Aquilo tudo era muito estranho, de fato, e, embora não chegasse a incomodar, embaraçava sua cabeça um pouco. Não conseguia ligar uma situação à outra. Não fazia sentido... Porém, quase em casa, nem precisava mais pensar. Era chegar e apagar a memória do dia, como se acostumara, dormentemente, a proceder um dia após o outro: ao bater a porta do apartamento, o “para trás” morria.

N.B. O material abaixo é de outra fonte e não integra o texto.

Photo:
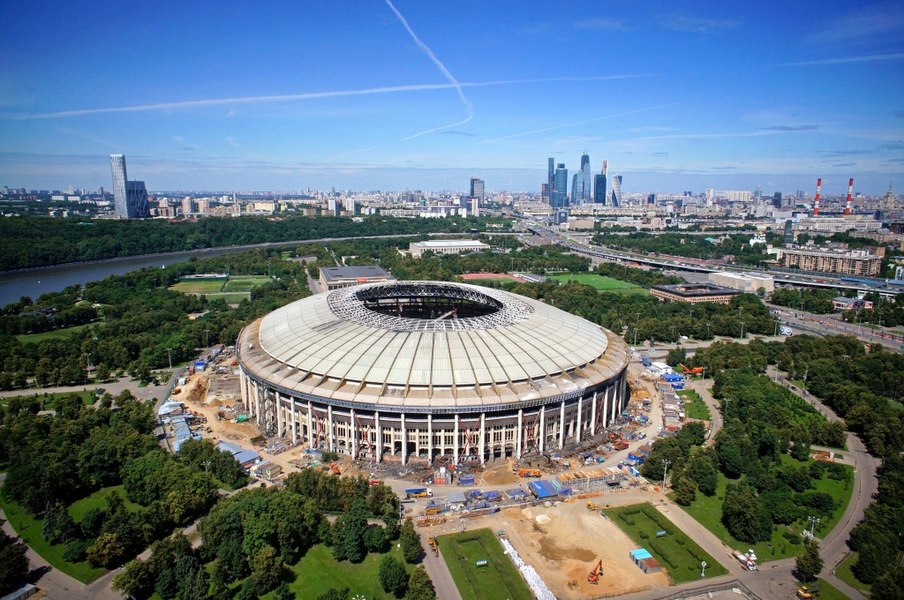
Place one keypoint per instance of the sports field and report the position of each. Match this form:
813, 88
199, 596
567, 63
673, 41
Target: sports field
498, 579
601, 283
675, 551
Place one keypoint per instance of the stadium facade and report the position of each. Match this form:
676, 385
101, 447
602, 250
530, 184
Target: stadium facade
398, 370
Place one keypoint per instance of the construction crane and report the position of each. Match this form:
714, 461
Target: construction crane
595, 573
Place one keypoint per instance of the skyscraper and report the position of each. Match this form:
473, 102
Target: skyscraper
599, 187
559, 194
586, 178
477, 188
130, 198
616, 190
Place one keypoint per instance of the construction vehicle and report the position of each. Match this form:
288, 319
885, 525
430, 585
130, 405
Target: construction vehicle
595, 573
745, 560
690, 371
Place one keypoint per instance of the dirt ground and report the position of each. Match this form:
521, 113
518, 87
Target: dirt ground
563, 543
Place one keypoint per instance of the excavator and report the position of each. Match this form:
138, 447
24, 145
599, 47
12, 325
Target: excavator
596, 573
690, 371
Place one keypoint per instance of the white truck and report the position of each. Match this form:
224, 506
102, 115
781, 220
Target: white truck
748, 562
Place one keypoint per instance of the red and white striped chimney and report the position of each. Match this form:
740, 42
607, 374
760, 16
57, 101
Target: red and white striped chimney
847, 206
816, 200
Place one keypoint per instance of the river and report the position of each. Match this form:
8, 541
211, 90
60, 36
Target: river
35, 282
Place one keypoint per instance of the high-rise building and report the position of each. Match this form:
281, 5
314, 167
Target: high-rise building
616, 191
599, 187
477, 188
559, 196
130, 199
586, 178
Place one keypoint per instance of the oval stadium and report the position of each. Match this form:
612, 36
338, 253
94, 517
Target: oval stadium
418, 370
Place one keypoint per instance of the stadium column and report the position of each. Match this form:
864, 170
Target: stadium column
379, 450
577, 427
429, 438
404, 441
310, 425
520, 434
593, 416
562, 425
483, 436
294, 423
606, 407
542, 428
455, 442
329, 424
353, 428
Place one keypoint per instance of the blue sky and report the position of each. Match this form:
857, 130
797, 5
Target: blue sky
289, 95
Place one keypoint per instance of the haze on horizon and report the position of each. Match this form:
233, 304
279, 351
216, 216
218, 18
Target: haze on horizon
395, 95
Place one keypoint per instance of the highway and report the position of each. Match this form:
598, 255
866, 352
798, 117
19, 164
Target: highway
688, 264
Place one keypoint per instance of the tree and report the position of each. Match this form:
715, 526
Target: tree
13, 563
393, 577
267, 567
411, 542
419, 586
685, 491
809, 564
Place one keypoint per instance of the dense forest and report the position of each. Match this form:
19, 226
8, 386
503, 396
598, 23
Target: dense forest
863, 387
39, 241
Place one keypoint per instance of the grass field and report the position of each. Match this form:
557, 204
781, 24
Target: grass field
602, 283
317, 572
676, 552
98, 499
244, 283
694, 406
708, 511
37, 338
201, 286
499, 579
843, 572
49, 401
29, 529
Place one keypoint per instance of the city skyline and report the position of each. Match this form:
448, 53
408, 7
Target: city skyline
410, 95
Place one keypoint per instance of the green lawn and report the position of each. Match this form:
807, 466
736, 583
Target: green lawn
37, 338
708, 511
694, 407
199, 286
317, 572
498, 579
29, 529
843, 572
244, 283
602, 283
827, 591
675, 551
49, 401
98, 499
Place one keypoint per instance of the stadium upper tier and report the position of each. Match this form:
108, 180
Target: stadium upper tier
428, 344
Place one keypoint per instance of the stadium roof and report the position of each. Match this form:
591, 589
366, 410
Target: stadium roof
350, 343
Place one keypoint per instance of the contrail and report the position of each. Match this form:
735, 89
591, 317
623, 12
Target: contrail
574, 124
418, 87
469, 108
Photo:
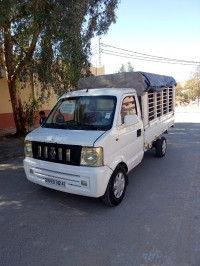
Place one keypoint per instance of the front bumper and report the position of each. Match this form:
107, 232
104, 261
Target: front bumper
86, 181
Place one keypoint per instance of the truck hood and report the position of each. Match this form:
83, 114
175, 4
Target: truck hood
63, 136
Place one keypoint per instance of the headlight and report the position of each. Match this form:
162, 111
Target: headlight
92, 156
28, 148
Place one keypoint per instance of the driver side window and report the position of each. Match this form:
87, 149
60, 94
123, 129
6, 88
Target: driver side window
128, 107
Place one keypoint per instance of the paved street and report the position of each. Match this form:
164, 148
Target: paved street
158, 222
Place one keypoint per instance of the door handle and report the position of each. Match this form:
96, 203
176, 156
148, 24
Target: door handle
139, 132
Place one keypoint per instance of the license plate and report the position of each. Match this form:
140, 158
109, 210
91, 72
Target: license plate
55, 182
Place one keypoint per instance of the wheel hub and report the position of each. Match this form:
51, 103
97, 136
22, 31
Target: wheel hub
119, 185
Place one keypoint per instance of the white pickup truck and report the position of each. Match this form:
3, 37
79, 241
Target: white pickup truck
95, 136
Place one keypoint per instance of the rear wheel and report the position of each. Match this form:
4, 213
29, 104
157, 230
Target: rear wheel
116, 187
161, 147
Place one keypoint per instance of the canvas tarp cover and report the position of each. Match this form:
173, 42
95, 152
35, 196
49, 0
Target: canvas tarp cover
140, 81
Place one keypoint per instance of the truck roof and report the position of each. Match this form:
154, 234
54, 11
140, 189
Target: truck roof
96, 92
140, 81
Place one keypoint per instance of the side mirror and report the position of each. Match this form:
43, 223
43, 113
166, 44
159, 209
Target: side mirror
130, 120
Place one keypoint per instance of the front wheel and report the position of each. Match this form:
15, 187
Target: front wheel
161, 147
116, 187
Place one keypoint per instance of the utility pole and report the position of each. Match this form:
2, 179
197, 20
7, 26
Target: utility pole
99, 51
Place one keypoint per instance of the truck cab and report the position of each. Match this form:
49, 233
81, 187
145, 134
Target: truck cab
92, 139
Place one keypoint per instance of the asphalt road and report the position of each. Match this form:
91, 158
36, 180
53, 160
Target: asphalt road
158, 222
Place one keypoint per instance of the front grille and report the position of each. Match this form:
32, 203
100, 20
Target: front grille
57, 153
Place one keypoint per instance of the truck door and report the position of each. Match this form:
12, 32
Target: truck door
131, 134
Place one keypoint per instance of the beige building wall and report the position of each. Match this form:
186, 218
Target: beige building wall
6, 116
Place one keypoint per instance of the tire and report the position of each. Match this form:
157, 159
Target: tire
116, 187
161, 147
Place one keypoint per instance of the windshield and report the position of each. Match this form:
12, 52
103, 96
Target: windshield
83, 113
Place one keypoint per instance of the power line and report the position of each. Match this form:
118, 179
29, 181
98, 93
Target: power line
111, 50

Enfim, chegou. Depois de trocar cumprimentos de forma consensualmente banal com o zelador – que molhava as folhagens com tinta amarela a jatos de mangueira –, subiu pelo elevador, puxou a chave e: lar doce lar. Foi direto à cozinha. Na geladeira, abriu-lhe a porta e, ao destampar a panela guardada do dia de ontem, enxergou a porção restante do macarrão com frango coberta por uma espessa camada de tinta amarela. As horas de refrigeração já faziam com que, plástica, a tinta revestisse sua comida, formando um bloco compacto e gelado. André enojou-se de tal jeito que fechou a porta e foi direto para a sala zapear os canais da tevê. Sentou-se no sofá meio de lado, tal como caiu, de alça da carteira sobre o ombro, os tais sapatos semiconfortáveis calçados, calça ainda cintada; só a gravata ligeiramente afrouxada no gogó. Adormeceu rápido de uma exaustão que nem sabia que tinha, sem dar tempo de prestar atenção em nada na televisão. Na tela, a âncora da BBC noticiava em inglês na sua postura fria e inabalável que a crise no Oriente Médio mais uma vez afetara as bolsas de todo o mundo, enquanto a tinta amarela cobria totalmente uma das lentes de seus óculos, escorrendo lenta e em camadas até formar pingos graúdos, que salpicavam aos poucos o balcão, começando a formar ali uma poça.